Governor of Baku
- In office 24 March 1882 – 8 January 1888
- Vice Governor: Iosif Benislavsky
- Preceded by: Valeriy Pozen
- Succeeded by: Vladimir Rogge

Personal details
- Born: August 28, 1822 Constantinople, Ottoman Empire
- Died: February 3, 1898 (aged 75) Odessa, Kherson Governorate

= Justus Hübsch von Grossthal =

Imperial Russian noble and military person

Justus Hübsch von Grossthal (Юстин Казимирович Гюбш фон Гросталь, Justus Hübsch v. Großthal) was an Imperial Russian military person of Danish-German descent. He served as governor of Baku Governorate between 1882 and 1888.

== Life ==
He was born on 28 August 1822 to Casimir-Alphonse Hübsch von Grossthal, Danish chargé d’affaires to Constantinople and Catherina Navoni (1782-1869) in Ottoman Empire. The Hübsch family hailed from Denmark, starting as merchants in the Pera neighborhood of Constantinople, then gradually getting involved in diplomacy. They gained "Grossthal" (from großes Tal - Great Valley) thanks to their villa in Büyükdere (literally "Great Valley" in the Turkish) quarter of Constantinople.

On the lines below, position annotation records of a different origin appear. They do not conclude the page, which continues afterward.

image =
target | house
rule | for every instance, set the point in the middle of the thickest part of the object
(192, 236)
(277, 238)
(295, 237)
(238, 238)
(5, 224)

He started as officer of the Imperial Russian army on 10 August 1844. He reached the rank of colonel in 1848 and participated in the Hungarian campaign later in 1849. Having participated in the Caucasian War in 1860 with success, he transferred to Odessa Military District in 1865. He was promoted to major-general in 1877 and was transferred to Baku in 1879.

He was appointed as governor of Baku Governorate on 24 March 1882 and served there until 8 January 1888. During his governorate he tried to subdue robber bands in Quba uyezd with limited success. He died on 3 February 1898, in Odessa.

== Family ==
He was married to Ecaterina Barbu from Știrbei family on 1 August 1851 in Bucharest. However their children died young and Ecaterina died in 1854. Justus later married to a Frenchwoman Adèle Fonton on 17 February 1857. She died on 24 December 1881.